The -- has no space before or after... If I try to replace '--' with '-', I get an ExpatError again because now it's not a properly formatted comment. Is there any way to say something like if the '--' is not a part of '', then replace it?

Any help is appreciated. Thanks!

TrustyTony 888 ex-Moderator Team Colleague Featured Poster · Answer 12 · 2010-08-13T04:14:15+00:00

You need something bit more complicated then, how about:

xml='''<Label> Hello!</Label>
<!-- The above label says Hello.
  -- It is clear, no?  Let's try spicing it up a bit.
  -- Add some color to it.
-->
<Label color="#FF0000">HI I'M RED-Y.</Label>
<!--
--Test
-->'''
start, end = '<!--', '-->'
result = ''

while start :
    clean,start,xml = xml.partition(start)
    if start:
        clean += start
        comment,tag,xml = xml.partition(end)
        if not tag:
            raise SyntaxError, 'Missing %s tag in XML file' % end
        else:
            clean += comment.replace('--','-')+end
    result += clean
xml = result + xml

print xml

snippsat 661 Master Poster · Answer 13 · 2010-08-13T09:43:46+00:00

Why not not try BeautifulSoup?

xml = '''
<Label> Hello!</Label>
<!-- The above label says Hello.
  -- It is clear, no?  Let's try spicing it up a bit.
  -- Add some color to it.
-->

#Test
<!--
--Test
-->
<---->
--
<Label>Find me ok?</Label>
<-->
>--<
<-->
------
<Label color="#FF0000">HI I'M RED-Y.</Label>
'''

from BeautifulSoup import BeautifulSoup
soup = BeautifulSoup(xml)
matches = soup.findAll('label')
for i,match in enumerate(matches):
    print i, match.text

'''Out-->
0 Hello!
1 Find me ok?
2 HI I'M RED-Y.
'''

TrustyTony 888 ex-Moderator Team Colleague Featured Poster · Answer 14 · 2010-08-13T12:24:36+00:00

xml = result + xml

print xml

lines are rubbish xml=='' , so print result is enough.
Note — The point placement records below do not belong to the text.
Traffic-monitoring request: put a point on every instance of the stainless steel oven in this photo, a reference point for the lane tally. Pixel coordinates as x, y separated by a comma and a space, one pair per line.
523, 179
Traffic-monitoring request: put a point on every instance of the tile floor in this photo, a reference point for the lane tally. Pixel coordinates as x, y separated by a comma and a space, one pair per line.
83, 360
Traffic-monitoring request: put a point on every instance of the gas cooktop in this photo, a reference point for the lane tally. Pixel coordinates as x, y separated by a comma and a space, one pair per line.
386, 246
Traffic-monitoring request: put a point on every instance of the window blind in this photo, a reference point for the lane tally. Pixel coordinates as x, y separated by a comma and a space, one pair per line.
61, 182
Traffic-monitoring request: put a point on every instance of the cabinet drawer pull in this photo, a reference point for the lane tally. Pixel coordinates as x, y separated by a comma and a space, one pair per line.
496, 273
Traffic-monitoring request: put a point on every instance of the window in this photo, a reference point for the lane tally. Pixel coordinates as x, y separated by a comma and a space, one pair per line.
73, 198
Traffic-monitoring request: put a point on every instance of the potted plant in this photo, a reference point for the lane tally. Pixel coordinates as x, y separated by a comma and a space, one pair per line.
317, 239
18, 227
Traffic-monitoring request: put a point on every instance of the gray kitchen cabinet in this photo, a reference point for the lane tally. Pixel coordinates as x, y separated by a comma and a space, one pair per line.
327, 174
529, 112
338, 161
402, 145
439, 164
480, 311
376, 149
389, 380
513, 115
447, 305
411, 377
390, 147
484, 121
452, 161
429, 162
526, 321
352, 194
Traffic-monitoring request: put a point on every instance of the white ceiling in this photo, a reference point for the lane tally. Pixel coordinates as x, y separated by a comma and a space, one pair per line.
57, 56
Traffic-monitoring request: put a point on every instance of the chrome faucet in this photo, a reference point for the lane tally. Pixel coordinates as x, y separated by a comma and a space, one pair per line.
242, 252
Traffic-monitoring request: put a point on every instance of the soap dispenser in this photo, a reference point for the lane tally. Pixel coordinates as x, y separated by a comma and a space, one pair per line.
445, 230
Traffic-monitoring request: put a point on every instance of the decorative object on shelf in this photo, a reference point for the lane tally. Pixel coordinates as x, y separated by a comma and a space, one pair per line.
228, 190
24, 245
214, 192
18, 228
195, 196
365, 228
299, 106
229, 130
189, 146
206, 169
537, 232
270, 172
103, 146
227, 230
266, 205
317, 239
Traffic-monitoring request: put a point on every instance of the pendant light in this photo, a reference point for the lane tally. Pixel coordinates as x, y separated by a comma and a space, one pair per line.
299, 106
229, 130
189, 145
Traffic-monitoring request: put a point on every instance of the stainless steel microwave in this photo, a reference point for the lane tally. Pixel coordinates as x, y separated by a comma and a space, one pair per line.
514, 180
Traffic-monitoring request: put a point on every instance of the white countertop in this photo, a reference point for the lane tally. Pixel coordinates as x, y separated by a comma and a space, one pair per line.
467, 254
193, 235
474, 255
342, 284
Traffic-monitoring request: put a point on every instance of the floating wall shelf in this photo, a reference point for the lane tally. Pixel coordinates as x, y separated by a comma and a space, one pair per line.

PythonNewbie2 0 Light Poster · Answer 15 · 2010-08-13T23:19:25+00:00

I don't know how to package up BeautifulSoap so that my users don't have to download it...If you could tell me how to do that, I think it would probably be better to parse this with BeautifulSoap...
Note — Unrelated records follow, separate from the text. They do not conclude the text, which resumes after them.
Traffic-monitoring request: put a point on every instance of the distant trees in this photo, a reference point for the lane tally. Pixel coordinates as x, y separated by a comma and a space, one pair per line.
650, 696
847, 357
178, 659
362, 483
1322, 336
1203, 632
tonyjv, thanks for all of your help! Very helpful...

Some questions:
1) Does does while start work? Isn't start a string? I've only seen while with numbers...
2) How does this clean,start,xml = xml.partition(start) syntax work?
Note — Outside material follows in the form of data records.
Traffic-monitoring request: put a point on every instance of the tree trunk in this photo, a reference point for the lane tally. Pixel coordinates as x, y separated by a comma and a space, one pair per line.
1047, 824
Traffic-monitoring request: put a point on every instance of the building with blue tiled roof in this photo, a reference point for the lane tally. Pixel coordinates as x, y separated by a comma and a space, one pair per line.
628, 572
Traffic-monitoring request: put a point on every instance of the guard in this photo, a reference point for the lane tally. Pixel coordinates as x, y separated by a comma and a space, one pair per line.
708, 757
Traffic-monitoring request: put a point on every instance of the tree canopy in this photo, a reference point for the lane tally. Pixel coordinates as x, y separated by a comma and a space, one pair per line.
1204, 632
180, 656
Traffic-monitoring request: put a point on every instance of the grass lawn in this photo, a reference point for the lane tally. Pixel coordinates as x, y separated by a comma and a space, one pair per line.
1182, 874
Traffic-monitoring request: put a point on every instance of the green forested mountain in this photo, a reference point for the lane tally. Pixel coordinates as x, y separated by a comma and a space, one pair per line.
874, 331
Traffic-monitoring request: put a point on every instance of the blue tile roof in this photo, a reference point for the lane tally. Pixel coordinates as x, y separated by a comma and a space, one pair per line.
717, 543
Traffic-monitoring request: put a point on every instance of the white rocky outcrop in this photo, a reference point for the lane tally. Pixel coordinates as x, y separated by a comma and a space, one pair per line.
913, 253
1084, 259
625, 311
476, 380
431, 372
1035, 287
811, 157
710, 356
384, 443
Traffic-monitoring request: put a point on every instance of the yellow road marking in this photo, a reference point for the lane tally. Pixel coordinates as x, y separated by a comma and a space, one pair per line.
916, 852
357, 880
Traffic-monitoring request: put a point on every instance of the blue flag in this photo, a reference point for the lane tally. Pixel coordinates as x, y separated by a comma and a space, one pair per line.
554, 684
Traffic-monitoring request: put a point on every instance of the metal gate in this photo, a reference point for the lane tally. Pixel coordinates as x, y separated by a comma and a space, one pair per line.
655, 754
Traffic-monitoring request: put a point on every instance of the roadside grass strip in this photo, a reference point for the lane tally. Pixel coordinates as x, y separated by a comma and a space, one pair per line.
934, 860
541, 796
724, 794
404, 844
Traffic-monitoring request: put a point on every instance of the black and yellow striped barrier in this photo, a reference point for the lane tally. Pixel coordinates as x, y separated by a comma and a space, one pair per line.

TrustyTony 888 ex-Moderator Team Colleague Featured Poster · Answer 16 · 2010-08-14T01:41:56+00:00

1) while stops when string is false ie. empty string when partition fails
2) partition make string to three strings: part before searched string, which is the whole string if string was not found, the string searched, which is empty if it was not found and the part of string after the searched string:

>>> ('http://www.python.org').partition('://')
('http', '://', 'www.python.org')
>>> ('file:/usr/share/doc/index.html').partition('://')
('file:/usr/share/doc/index.html', '', '')
>>> (u'Subject: a quick question').partition(':')
(u'Subject', u':', u' a quick question')
>>> 'www.python.org'.rpartition('.')
('www.python', '.', 'org')
>>> 'www.python.org'.rpartition(':')
('', '', 'www.python.org')

snippsat 661 Master Poster · Answer 17 · 2010-08-14T02:53:51+00:00

I don't know how to package up BeautifulSoap so that my users don't have to download it...If you could tell me how to do that,

I have told you,it`s one file beautifulSoup.py
Put that file in the folder with xml files or python path.

#xml_parser.py
from bs import BeautifulSoup

xml = open('test.xml').read()
soup = BeautifulSoup(xml)
matches = soup.findAll('label')
for i,match in enumerate(matches):
    print i, match.text

'''Out-->
0 Hello!
1 Find me ok?
2 HI I'M RED-Y.
'''

Then you can call it whatevere you want,just as a test i called it bs.py
Now bs.py, test.xml, xml_parser.py are in same folder.
Then off course it use the renamed bs.py and not the orginal beautifulSoup in my python path.

>>> import bs
>>> dir(bs)
['BeautifulSOAP', 'BeautifulSoup', 'BeautifulStoneSoup', 'CData', 'Comment', 'DEFAULT_OUTPUT_ENCODING', 'Declaration', 'ICantBelieveItsBeautifulSoup', 'MinimalSoup', 'NavigableString', 'PageElement', 'ProcessingInstruction', 'ResultSet', 'RobustHTMLParser', 'RobustInsanelyWackAssHTMLParser', 'RobustWackAssHTMLParser', 'RobustXMLParser', 'SGMLParseError', 'SGMLParser', 'SimplifyingSOAPParser', 'SoupStrainer', 'StopParsing', 'Tag', 'UnicodeDammit', '__author__', '__builtins__', '__copyright__', '__doc__', '__file__', '__license__', '__name__', '__package__', '__version__', '_match_css_class', 'buildTagMap', 'chardet', 'codecs', 'generators', 'markupbase', 'name2codepoint', 're', 'sgmllib', 'types']
>>> bs.__version__
'3.0.8'